Supremacy of the first Apple laptop will always be alive! No matter if it is functioning or not or who will be its owner. Recently, a functioning Apple-1 computer that was built in 1976 by its founder Steve Jobs and co-founder Steve Wozniak, sold in an auction for $400,000 in the United States.
"Chaffey College" Apple-1 is one of the 200 Apple computers built by Steve Jobs and Steve Wozniak when the company was established. Chaffey College seems like a weird name for a laptop, right? But its original owner was a Chaffey professor, on the basis of which it is named as the "Chaffey College Apple-1". It was discovered in the Rancho Cucamonga home of a former Chaffey student who had purchased it from the professor for $650 in 1977.

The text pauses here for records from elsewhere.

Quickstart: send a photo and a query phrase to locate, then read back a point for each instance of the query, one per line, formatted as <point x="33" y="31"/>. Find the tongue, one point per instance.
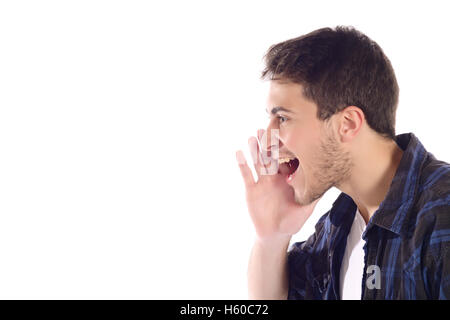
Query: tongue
<point x="288" y="168"/>
<point x="284" y="169"/>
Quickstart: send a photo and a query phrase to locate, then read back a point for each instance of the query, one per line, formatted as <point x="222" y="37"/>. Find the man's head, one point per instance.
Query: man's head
<point x="339" y="90"/>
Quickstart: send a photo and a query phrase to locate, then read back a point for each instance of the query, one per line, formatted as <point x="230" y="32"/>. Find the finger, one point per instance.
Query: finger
<point x="245" y="170"/>
<point x="254" y="151"/>
<point x="264" y="155"/>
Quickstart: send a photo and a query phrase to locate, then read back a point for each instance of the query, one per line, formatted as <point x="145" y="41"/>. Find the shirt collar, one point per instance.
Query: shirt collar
<point x="393" y="210"/>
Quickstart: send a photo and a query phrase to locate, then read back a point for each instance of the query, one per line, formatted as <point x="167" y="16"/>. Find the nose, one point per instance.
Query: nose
<point x="270" y="140"/>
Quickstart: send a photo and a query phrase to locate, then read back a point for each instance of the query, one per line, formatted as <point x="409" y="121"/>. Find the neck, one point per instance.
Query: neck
<point x="375" y="164"/>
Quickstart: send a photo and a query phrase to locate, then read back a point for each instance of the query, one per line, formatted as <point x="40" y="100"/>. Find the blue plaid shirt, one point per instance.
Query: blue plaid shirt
<point x="407" y="240"/>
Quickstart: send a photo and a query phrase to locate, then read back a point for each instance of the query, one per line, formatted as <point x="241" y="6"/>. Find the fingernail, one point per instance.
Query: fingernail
<point x="240" y="157"/>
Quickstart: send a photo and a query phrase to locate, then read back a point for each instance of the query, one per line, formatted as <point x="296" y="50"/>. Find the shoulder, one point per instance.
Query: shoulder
<point x="430" y="221"/>
<point x="433" y="191"/>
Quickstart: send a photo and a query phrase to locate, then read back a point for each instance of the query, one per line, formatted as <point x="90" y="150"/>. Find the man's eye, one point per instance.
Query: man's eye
<point x="281" y="119"/>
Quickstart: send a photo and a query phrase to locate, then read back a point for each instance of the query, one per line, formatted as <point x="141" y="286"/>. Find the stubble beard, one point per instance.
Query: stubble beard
<point x="332" y="169"/>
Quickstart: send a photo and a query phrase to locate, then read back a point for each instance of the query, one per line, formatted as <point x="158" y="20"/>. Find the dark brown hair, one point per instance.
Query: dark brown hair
<point x="338" y="68"/>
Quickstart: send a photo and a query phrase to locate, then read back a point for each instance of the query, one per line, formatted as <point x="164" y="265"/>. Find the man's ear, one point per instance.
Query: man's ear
<point x="350" y="123"/>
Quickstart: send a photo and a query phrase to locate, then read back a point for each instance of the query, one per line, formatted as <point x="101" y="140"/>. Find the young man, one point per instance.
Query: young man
<point x="332" y="103"/>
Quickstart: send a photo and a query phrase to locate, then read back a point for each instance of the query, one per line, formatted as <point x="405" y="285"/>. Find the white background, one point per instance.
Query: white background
<point x="119" y="122"/>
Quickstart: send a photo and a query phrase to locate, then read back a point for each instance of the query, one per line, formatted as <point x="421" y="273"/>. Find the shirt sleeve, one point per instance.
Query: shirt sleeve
<point x="444" y="266"/>
<point x="299" y="260"/>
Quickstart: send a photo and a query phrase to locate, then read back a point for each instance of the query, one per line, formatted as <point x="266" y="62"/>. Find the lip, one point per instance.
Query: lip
<point x="290" y="177"/>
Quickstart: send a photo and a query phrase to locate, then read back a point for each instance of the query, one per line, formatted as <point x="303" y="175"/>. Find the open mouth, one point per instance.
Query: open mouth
<point x="287" y="166"/>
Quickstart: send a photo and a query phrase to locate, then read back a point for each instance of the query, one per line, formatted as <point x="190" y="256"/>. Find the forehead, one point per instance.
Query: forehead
<point x="289" y="95"/>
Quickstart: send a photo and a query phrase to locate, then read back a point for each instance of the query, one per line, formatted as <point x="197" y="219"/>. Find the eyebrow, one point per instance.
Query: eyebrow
<point x="275" y="110"/>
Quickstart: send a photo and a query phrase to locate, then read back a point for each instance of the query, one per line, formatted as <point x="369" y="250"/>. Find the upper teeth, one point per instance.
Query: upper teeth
<point x="283" y="160"/>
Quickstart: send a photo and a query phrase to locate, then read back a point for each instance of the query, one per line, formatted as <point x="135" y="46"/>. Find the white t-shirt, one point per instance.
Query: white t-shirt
<point x="352" y="267"/>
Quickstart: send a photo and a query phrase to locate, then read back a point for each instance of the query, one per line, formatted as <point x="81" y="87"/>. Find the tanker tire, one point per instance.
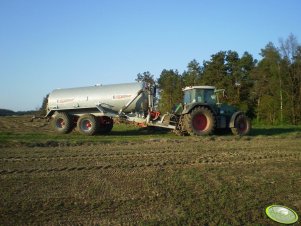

This Apple-1 computer not the most expensive and vintage one
The ancestor of today's hyped sleek Macbooks had been expected to get $600,000 when it went under the hammer in California. The fact that the computer is encased in koa wood, a beautifully patinated wood native to Hawaii, adds to its uniqueness. Only a few of the original 200 were manufactured in this way. Though, Apple-1 is not the highest-grossing computer at auction, as in 2014 another working version of the early computers of Apple that sold for $905,000 at a Bonhams for auction in New York.
The story of Apple takes you back to 1 April 1976, when Jobs Wozniak, and Ronald Wayne launched Apple in a garage in California. To establish and fund their startup, Jobs sold his VW Microbus, while Wozniak sold his HP-65 calculator for $500. It is said that roughly 20 such early Apple computers are still operational around the world.
An expert of Apple-1 Corey Cohen told the Los Angeles Times ahead of the auction that, "This is kind of the holy grail for vintage electronics and computer tech collectors. That really makes it exciting for a lot of people." He further said that out of 200 early Apple computers, 175 were sold. Though, 60 Apple-1 units still exist, roughly 20 of which are still functioning.